Riverside, Calif. (http://www.ucr.edu) --The earth beneath our feet isn't usually the first thing that comes to mind when people think about the impacts of climate change. However, a study by a UC Riverside-led team of researchers predicts a climate-induced reduction in large soil pores, which may intensify the water cycle and contribute to more flash flooding and soil erosion by the end of the 21st century.
In a paper published Sept. 5 in Nature, the scientists studied the impact of climate change on macroporosity--the amount of large pores in the soil. Macropores, which are greater than 0.009 mm in diameter, allow water to be absorbed easily into the surrounding soil, where it can be used by plants, transport nutrients, and eventually make its way back into underground aquifers.

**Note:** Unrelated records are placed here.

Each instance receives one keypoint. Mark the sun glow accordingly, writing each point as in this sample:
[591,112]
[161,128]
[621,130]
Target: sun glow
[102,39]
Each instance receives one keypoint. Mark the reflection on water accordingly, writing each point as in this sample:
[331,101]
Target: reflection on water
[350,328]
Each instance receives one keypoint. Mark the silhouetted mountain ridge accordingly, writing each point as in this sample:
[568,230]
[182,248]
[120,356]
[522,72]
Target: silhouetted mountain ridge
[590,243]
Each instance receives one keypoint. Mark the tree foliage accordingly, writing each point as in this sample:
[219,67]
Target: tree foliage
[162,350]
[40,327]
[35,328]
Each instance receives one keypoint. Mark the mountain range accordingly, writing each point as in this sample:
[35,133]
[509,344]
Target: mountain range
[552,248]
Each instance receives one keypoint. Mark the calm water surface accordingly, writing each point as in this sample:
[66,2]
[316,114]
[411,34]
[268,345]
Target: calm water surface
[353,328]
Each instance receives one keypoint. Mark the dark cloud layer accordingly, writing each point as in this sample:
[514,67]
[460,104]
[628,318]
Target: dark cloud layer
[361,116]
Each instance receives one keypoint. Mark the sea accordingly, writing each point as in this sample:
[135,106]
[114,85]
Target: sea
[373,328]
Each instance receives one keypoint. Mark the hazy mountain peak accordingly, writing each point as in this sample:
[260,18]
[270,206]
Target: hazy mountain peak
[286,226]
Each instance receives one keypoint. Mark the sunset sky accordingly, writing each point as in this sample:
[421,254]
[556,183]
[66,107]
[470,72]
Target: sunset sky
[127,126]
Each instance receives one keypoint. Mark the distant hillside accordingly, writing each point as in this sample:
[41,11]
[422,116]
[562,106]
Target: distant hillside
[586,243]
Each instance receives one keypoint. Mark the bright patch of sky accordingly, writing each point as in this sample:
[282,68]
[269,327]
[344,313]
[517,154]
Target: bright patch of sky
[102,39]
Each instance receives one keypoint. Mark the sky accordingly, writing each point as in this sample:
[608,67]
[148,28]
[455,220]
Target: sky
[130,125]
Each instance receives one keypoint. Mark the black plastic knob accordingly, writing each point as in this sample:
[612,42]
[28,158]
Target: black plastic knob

"It is important to predict the response of macroporosity to climate change because of its role in the water cycle, and ultimately in water scarcity, food security, human health and loss of biodiversity," said Daniel Hirmas, an associate professor in the Department of Environmental Sciences and lead author on the study.
Using a large database of soils collected over 50 years from across the continental U.S. combined with atmospheric data from a network of weather stations, the researchers examined changes in macroporosity across a rainfall, temperature, and humidity gradient. They found macropores were more likely to develop in drier climates than humid climates, and that climate-related changes in macroporosity occur over shorter timescales than previously thought.
The researchers then used climate projections for the end of the 21st Century to predict that increasing humidity by 2080-2100 will reduce soil macroporosity in most regions of the U.S. (with the exception of the southern coastal plain, which comprises Alabama and Louisiana).
he consequences could be less infiltration of water into the ground, more surface runoff and erosion, and more flash flooding.
"This is the first study to show that the development of macropores is influenced by climate at short timescales and it reinforces the hypothesis that climate change will probably intensify the water cycle," Hirmas said. "Our results suggest that macroporosity should be incorporated into global climate models to better understand the water cycle, anticipate changes, and prepare for the future."
The title of the paper is "Climate-induced changes in continental-scale soil macroporosity may intensify water cycle." In addition to Hirmas, authors include Daniel Giménez from Rutgers University; Attila Nemes from the Norwegian Institute of Bioeconomy Research (NIBIO); Ruth Kerry from Brigham Young University; and Nathaniel A. Brunsell and Cassandra J. Wilson from the University of Kansas. The work was funded by the United States Department of Agriculture's Agriculture and Food Research Initiative (USDA-AFRI) and NIBIO.